Identify last successful stage from import-job record
Review error logs to understand failure cause
Fix underlying issue (API key, permissions, etc.)
Reset stage to previous successful state via admin interface
Queue appropriate job to resume processing
Monitor for successful completion

Cautions:

May re-process data (ensure idempotency)
Previous stage results should be intact
Verify fix before resuming

Batch-Level Recovery

When to Use: Partial batch completed, need to resume from interruption point

Steps:

Check progress.current vs progress.total in import-job
Identify last successfully processed batch number
Verify data integrity of partial results
Queue job with correct batch number to resume
Monitor progress to ensure continuous processing
Verify final counts match expected

Cautions:

Batch boundaries must align correctly
Partial results may exist in database
Check for duplicate processing

Complete Restart

When to Use: Import is corrupted beyond repair, need fresh start

Steps:

Mark current import-job as failed
Document what went wrong for postmortem
Delete any partially created events (if needed)
Apply lessons learned (fix config, transformations, etc.)
Create new import-job from same file
Monitor new import for successful completion

Cautions:

May lose progress (starts from beginning)
Duplicate events possible if not cleaned up
Ensure underlying issue is fixed first

Data Integrity Recovery

When to Use: Corruption detected, need to validate/repair data

Steps:

Identify scope of corruption (which events affected)
Export affected events for backup
Delete corrupted events
Re-import from original file with corrected configuration
Verify event counts and data integrity
Compare before/after to ensure correctness

Cautions:

Very destructive operation
Always backup before deletion
Test on staging first

Automatic Error Recovery

TimeTiles includes an automatic error recovery system for failed imports.
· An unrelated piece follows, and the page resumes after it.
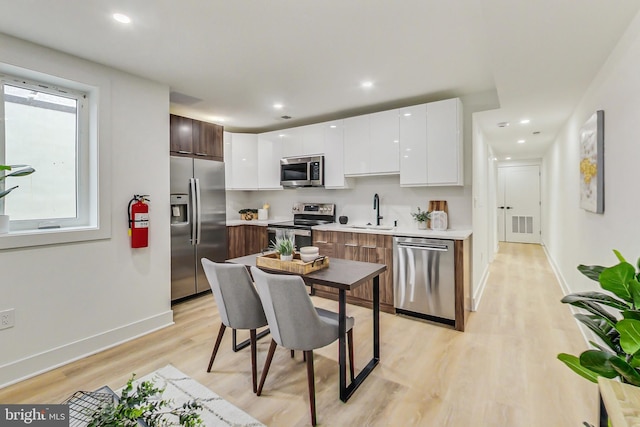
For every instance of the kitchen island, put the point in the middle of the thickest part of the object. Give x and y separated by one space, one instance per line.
343 275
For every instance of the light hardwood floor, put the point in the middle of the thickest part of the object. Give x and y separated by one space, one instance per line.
502 371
See the Error Recovery documentation for complete details on:

Error classification (recoverable, permanent, user-action-required)
Automatic retry with exponential backoff
Recovery API endpoints (/retry, /reset, /recommendations)
Integration with scheduled imports
Best practices for error recovery

Prevention Best Practices

Monitoring

Set up alerts for stuck imports (>1 hour in same stage)
Monitor error rates and investigate spikes
Track performance metrics over time
Regular review of pending approvals

Configuration

Start with conservative settings
Test configuration changes in staging first
Document configuration decisions
Version control configuration files

Data Quality

Validate data before import when possible
Maintain consistent data formats
Communicate schema changes in advance
Pre-process problematic data

Capacity Planning

Monitor resource usage trends
Scale before hitting limits
Plan for peak import periods
Test with production-scale data

These troubleshooting techniques and recovery procedures should help you diagnose and resolve most common pipeline issues effectively.